The race was won by Germany's Hanka Kupfernagel, who stayed out in front from the start. She went on to be a dominant force in the early years of the event.
But the tussle for second place - between Van den Brand and Robinson - came down to the last lap, before Robinson broke away to seal a silver medal.
"I was absolutely over the moon," Robinson says.
"I knew I was fit and I knew I was going well, but I certainly wasn't expecting second. It was all a bit special."
It is hard for those pioneers of just over 20 years ago to compare the standard of the sport now to those early years.
"Now it's changed a lot," says Van den Brand, who finally claimed her long dreamed-of world title in 2003.
"The prize money is higher, the girls are riding in the same teams as the men, so that's very good, also with the same facilities.
"I don't know if the level now is higher than our level, but it is wider. It's nice to see a lot of girls can win.
"In my time it was me, Hanka Kupfernagel or Marianne Vos and a couple of French girls. The top is wider now."
Marianne Vos. It's impossible to consider the history of women's cyclocross without mentioning this extraordinary rider.
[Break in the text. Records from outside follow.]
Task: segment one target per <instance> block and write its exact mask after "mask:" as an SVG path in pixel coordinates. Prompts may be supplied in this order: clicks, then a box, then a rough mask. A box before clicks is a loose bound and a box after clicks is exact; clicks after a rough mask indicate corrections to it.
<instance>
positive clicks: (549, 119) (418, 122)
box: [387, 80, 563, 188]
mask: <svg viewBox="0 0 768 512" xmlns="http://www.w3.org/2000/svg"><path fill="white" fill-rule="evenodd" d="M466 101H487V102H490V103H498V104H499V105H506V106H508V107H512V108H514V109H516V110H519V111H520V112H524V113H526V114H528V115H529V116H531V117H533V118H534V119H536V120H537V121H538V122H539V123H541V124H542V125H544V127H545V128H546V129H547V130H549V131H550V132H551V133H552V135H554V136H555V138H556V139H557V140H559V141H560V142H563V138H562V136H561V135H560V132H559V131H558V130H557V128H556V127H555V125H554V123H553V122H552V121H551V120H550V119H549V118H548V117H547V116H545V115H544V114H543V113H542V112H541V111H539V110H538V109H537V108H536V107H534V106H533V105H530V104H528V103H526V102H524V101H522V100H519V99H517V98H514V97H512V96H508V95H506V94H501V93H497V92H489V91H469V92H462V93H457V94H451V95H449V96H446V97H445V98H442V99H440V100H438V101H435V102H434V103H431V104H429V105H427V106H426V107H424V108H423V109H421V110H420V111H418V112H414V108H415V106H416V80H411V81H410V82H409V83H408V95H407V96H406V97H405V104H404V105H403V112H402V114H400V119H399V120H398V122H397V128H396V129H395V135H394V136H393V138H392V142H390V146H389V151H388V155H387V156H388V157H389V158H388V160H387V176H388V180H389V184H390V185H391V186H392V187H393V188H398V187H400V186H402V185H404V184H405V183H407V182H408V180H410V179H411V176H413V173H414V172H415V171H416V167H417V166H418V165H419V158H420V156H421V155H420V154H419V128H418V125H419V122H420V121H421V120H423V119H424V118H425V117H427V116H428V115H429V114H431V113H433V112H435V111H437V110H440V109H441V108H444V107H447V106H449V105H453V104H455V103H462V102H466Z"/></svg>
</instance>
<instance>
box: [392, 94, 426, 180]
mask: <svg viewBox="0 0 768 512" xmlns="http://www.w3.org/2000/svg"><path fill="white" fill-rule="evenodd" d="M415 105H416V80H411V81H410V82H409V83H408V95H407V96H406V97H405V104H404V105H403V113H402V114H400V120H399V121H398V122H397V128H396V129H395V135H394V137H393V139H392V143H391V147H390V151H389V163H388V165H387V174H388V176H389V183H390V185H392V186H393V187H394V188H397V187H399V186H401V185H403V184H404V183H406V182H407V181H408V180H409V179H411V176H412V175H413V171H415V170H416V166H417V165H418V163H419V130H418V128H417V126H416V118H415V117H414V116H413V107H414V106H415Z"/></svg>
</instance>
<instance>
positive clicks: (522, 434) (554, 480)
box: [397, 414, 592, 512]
Olympic and world champion in multiple disciplines across the road and the track, she is also the towering figure in cyclocross - having amassed eight world titles.
Her most recent triumph off-road came last year in Fayetteville, while her first was way back in 2006, having made her World Championship debut as a 16-year-old in 2004.
Between 2009 and 2014 Vos won the rainbow jersey every year.
Rowntree says you cannot overstate Vos' influence on cyclocross and the sport it has become.
"She was winning world championships in other disciplines that at the time had more status and more attention, and because of that she drew a new fan base into women's cyclocross," says Rowntree.
"She was a road world champion and a track world champion and because she was already a superstar from those disciplines, that gave credibility to cyclocross in those early years.
"She demonstrated just how fast we can ride drop-handlebar bikes off the road."
Robinson says Vos' success was central to bringing a new generation of riders into the discipline.
"She's a brilliant role model - just a brilliant all-round athlete," Robinson says.
"These young riders, they wouldn't have been born when the first women's World Championships happened, or were very young at the time, so they've grown up knowing there was a women's world champs. They've had the opportunity from being young to be able to concentrate on cyclocross."
At the age of 35, Vos has just extended her contract with her Jumbo-Visma team for two years, although a minor physical problem is preventing her from defending her cyclocross world title in Hoogerheide on Saturday.
And what of the next generation? Even before Vos' withdrawal, the pretenders to her title were making a strong case.
There is a group of young Dutch stars, led by Fem van Empel and Puck Pieterse, who have dominated the current season, while Hungarian Kata Blanka Vas' strength across multiple disciplines is an ominous echo of Vos' abilities.
The Netherlands' Shirin van Anrooij will take on British champion Britain's Zoe Backstedt in the under-23 race in what may well be a forerunner to duels for the senior title in years to come.
"The young girls who are [coming through] at this moment, they came on the bike because they loved Marianne," says Reille.
"She was a star when they were really babies.
"We are lucky to have five, six, seven super-competitive female riders, and more are coming.
"We have not finished with the development of women's cyclocross."
The UCI has plans to ensure every major event includes a full spread of women's junior, under-23 and elite categories.
Robinson, Rowntree and Van den Brand, whose combined efforts helped bring about that first World Championship in 2000, agree that the future of women's cyclocross looks bright.
But whoever wins the rainbow jersey over the challenging, muddy course this weekend will be riding in the tracks of the pioneers who forged a new path for women's cycling 23 years ago.